Source: Post Primary Teachers Association (PPTA)
Anyone who cares about education should get behind the Fair Pay Agreements legislation, due for its second reading in Parliament today, says Chris Abercrombie, Junior Vice President of PPTA Te Wehengarua.
“I am a history teacher at James Hargest College in Invercargill, where I am raising my family. On a personal level, I have seen the impact of low wages in my community. I see it in the quiet desperation on people’s faces at the supermarket, and I hear the stress in their conversations as people make difficult decisions about what they can afford.

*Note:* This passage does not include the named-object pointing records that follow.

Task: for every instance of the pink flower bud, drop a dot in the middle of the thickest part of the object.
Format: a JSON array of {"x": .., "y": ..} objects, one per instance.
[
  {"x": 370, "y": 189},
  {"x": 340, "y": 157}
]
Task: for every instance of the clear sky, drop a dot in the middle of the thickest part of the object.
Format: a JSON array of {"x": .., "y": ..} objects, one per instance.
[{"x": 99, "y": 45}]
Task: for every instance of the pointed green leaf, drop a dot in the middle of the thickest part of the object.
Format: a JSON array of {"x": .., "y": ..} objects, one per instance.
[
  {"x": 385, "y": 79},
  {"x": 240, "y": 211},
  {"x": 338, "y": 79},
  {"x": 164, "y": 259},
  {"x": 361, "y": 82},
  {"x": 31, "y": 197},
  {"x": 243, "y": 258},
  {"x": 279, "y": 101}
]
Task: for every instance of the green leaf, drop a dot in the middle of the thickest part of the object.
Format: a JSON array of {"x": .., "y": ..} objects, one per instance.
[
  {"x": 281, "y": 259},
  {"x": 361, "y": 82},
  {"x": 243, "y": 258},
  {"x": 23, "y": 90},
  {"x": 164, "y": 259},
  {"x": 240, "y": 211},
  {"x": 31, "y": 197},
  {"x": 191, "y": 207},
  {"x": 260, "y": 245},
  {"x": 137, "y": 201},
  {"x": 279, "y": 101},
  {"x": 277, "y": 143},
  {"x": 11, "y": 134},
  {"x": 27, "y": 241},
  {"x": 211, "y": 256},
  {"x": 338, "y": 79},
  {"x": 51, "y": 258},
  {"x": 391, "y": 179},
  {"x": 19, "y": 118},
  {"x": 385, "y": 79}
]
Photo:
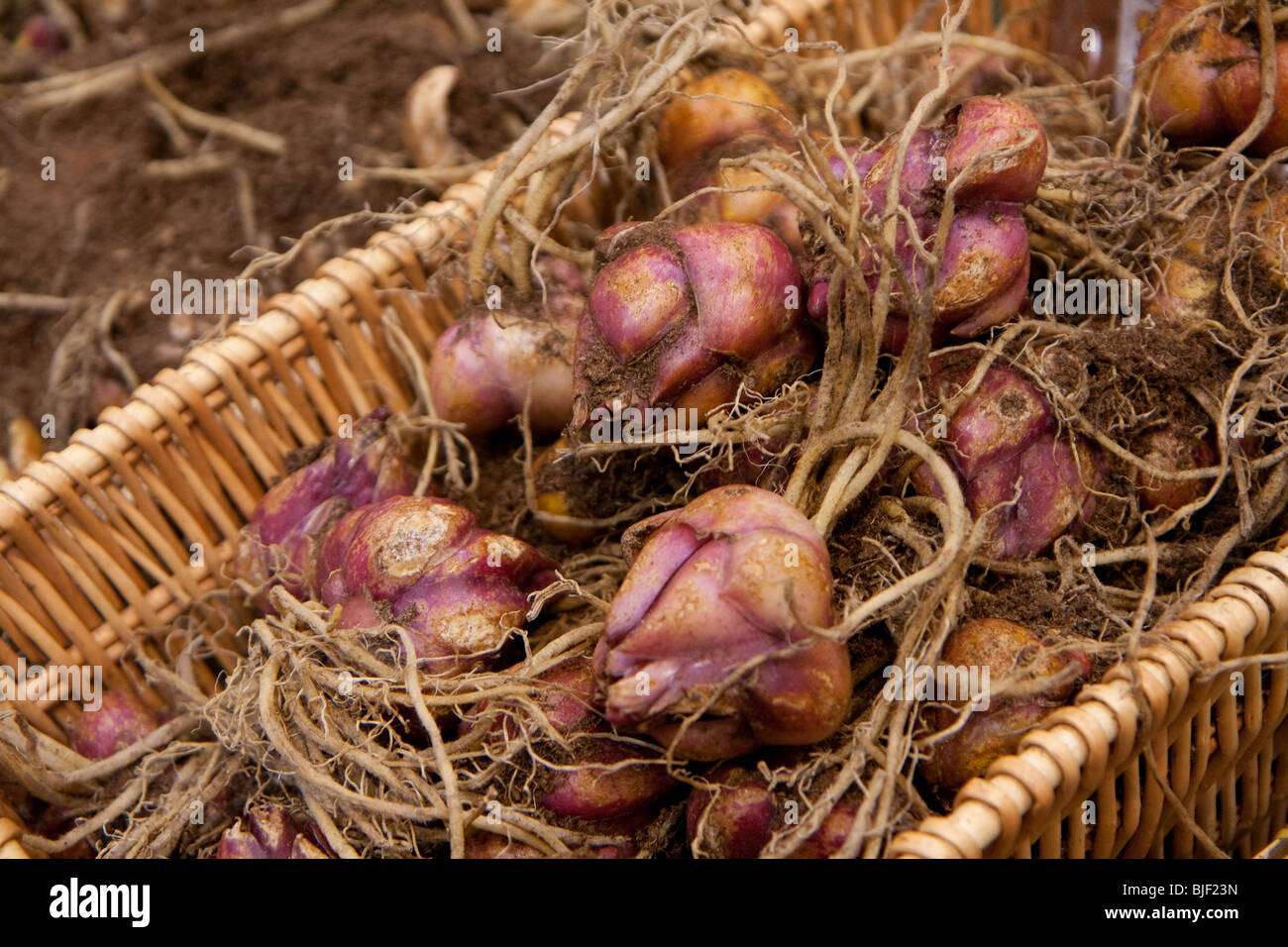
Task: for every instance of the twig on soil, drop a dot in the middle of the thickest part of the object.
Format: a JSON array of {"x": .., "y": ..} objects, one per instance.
[
  {"x": 84, "y": 85},
  {"x": 220, "y": 125}
]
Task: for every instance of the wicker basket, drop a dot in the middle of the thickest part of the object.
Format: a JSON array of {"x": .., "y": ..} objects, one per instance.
[{"x": 97, "y": 549}]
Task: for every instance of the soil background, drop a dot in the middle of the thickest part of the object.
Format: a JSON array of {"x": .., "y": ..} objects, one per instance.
[{"x": 331, "y": 88}]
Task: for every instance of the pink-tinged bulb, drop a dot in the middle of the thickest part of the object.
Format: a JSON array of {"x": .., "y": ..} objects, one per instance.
[
  {"x": 592, "y": 779},
  {"x": 993, "y": 153},
  {"x": 1173, "y": 449},
  {"x": 1203, "y": 84},
  {"x": 279, "y": 543},
  {"x": 738, "y": 815},
  {"x": 1042, "y": 677},
  {"x": 737, "y": 577},
  {"x": 492, "y": 363},
  {"x": 1028, "y": 480},
  {"x": 999, "y": 151},
  {"x": 268, "y": 831},
  {"x": 424, "y": 564},
  {"x": 682, "y": 316},
  {"x": 121, "y": 720},
  {"x": 43, "y": 35}
]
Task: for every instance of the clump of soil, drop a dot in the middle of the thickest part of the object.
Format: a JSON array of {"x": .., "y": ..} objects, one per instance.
[{"x": 333, "y": 89}]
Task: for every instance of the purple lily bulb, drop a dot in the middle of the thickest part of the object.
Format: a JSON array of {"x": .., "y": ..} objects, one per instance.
[
  {"x": 682, "y": 316},
  {"x": 713, "y": 621},
  {"x": 996, "y": 151},
  {"x": 1016, "y": 468},
  {"x": 460, "y": 590},
  {"x": 279, "y": 543}
]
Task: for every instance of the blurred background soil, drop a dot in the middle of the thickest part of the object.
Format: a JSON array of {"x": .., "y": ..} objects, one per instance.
[{"x": 333, "y": 88}]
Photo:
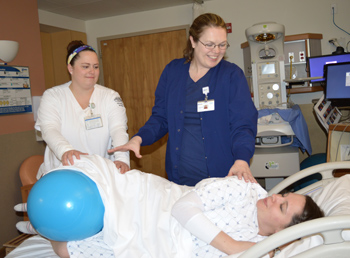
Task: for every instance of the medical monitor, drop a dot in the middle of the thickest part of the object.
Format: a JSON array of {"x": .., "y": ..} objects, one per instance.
[
  {"x": 317, "y": 63},
  {"x": 337, "y": 83}
]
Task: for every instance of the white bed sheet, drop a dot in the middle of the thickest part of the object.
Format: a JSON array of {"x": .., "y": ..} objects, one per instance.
[{"x": 333, "y": 199}]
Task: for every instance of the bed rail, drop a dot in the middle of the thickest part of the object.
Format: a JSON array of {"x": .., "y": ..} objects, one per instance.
[
  {"x": 330, "y": 228},
  {"x": 325, "y": 169}
]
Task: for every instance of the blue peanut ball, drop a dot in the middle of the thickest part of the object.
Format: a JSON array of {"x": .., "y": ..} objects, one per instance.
[{"x": 65, "y": 205}]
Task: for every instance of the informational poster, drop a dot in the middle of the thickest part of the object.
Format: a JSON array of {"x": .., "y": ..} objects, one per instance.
[
  {"x": 15, "y": 94},
  {"x": 326, "y": 113}
]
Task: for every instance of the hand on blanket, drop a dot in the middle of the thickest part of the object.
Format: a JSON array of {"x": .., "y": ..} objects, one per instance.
[
  {"x": 241, "y": 169},
  {"x": 122, "y": 166},
  {"x": 67, "y": 157},
  {"x": 133, "y": 145}
]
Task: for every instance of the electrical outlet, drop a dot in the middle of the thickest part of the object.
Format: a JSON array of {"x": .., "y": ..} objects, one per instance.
[
  {"x": 334, "y": 8},
  {"x": 345, "y": 152},
  {"x": 291, "y": 56}
]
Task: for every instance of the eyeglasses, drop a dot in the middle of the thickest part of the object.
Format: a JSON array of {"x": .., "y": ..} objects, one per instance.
[{"x": 211, "y": 46}]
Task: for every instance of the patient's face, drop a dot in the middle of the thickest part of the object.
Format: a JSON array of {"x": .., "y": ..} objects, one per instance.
[{"x": 276, "y": 212}]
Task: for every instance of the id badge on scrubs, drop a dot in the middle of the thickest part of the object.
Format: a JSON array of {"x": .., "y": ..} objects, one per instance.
[
  {"x": 93, "y": 122},
  {"x": 206, "y": 105}
]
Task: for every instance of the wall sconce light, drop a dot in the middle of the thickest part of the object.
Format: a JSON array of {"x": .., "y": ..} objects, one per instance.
[
  {"x": 8, "y": 50},
  {"x": 339, "y": 50}
]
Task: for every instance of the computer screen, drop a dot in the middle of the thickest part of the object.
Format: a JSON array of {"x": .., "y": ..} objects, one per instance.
[
  {"x": 337, "y": 78},
  {"x": 316, "y": 64}
]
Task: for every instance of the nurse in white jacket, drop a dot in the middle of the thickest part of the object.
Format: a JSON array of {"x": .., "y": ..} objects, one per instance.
[{"x": 81, "y": 117}]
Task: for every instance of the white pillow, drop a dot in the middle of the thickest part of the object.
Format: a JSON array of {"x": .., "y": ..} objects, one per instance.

“At a school level, we see the same stress on students’ faces as they try to juggle their school work and their paid employment. These aren’t casual teenage jobs for extra pocket money and some work experience – they are jobs that contribute to the family income.
“As teachers we have students who tell us they can’t complete NCEA assessments because they have to work, and who leave school before Year 13 to get full time jobs to support their family. Not only does this cut them off from future opportunities, they don’t have time to be children.
“School camps are a staple of the New Zealand school experience, but they are becoming increasingly fraught. Even if a school can afford to cover all the costs of taking a class away on camp, some students can’t afford the right clothing or equipment they need to take part. This also excludes them from joining sports and cultural teams that require transport or uniforms.
“This situation is getting worse, not better. Fair Pay Agreements are needed if our rangatahi are to have the opportunity not just to survive, but to thrive, at school and in life.
“Senior National Party MPs have voiced concerns recently about the level of absenteeism in schools at the moment. The impacts of low wages in families homes directly contributes to this. It also affects students’ ability to take part in the full range of school activities that are available. Talented students who might otherwise consider taking scholarship exams in Year 13 cannot come to the tutorials, or commit to the extra study time, because they have to work. If National MPs are genuinely concerned about school attendance, they need to support this legislation.”
The Fair Pay Agreements Bill seeks to set a minimum standard for pay and conditions across whole employment sectors, allowing workers in different workplaces and with different employers to bargain collectively. This will raise wages and improve conditions for people in the lowest paid industries.